IGCP 653 session at GeoBonn 2018

IGCP 653 recently hosted a very successful session at the 2018 GeoBonn meeting.  The large German geoscience meeting, bringing together the three major societies (geology, mineralogy, palaeontology) of Germany and its umbrella federation, was held in the former capital, Bonn, from September 2-6, under the heading ‘GeoBonn 2018.’

Among the 16 topics (plus an additional open session), the palaeontology sessions were very numerous (and partly overlapping and running in parallel).

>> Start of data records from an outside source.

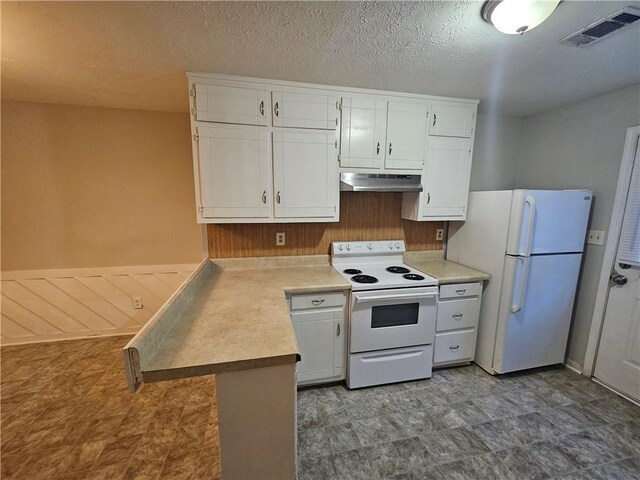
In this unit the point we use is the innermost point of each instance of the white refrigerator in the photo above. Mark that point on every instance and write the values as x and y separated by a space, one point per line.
531 243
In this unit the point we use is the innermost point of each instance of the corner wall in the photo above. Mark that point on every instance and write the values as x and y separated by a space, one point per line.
580 146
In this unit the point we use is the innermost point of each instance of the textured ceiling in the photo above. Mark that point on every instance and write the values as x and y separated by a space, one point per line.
134 54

Session10a  ‘The early Explosion of Life – from the Cambrian innovations to the great Ordovician radiations’ was organized by Oliver Lehnert (Universität Erlangen-Nürnberg, Germany) and IGCP co-leader Thomas Servais (CNRS – Université de Lille, France). The session was organised as a regional (European) meeting of IGCP 653 in 2018, a few months after the main annual meeting in Athens, Ohio, USA.

The session, although taking place during the last half day – and after the conference dinner running under ‘open bar’ conditions, was well attended by over 50 scientists (mostly, but not only, palaeontologists).

The session started with the keynote lecture of David Harper (Durham University, UK) entitled “The Early Palaeozoic marine diversifications: some causes and consequences.” Other talks included contributions concerning the impact of climatic events on the different distinct pulses of biodiversifications that are observed during the Great Ordovician Biodiversification Event, GOBE (by Oliver Lehnert and co-authors), the emerging phytoplankton at the base of the food chains triggering the early Palaeozoic marine biodiversifications (by David Kröck and co-authors), and ecophenotypical morphology changes of Ordovician acritarchs (by Thomas Servais and co-authors). An eye-catching talk was surely that by Brigitte Schönemann (Cologne University, Germany) and Euan Clarkson (Edinburgh University, UK), who illustrated that trilobites developed a much better vision only during the Ordovician. After that talk, everybody was convinced that trilobites had a clear view on the GOBE!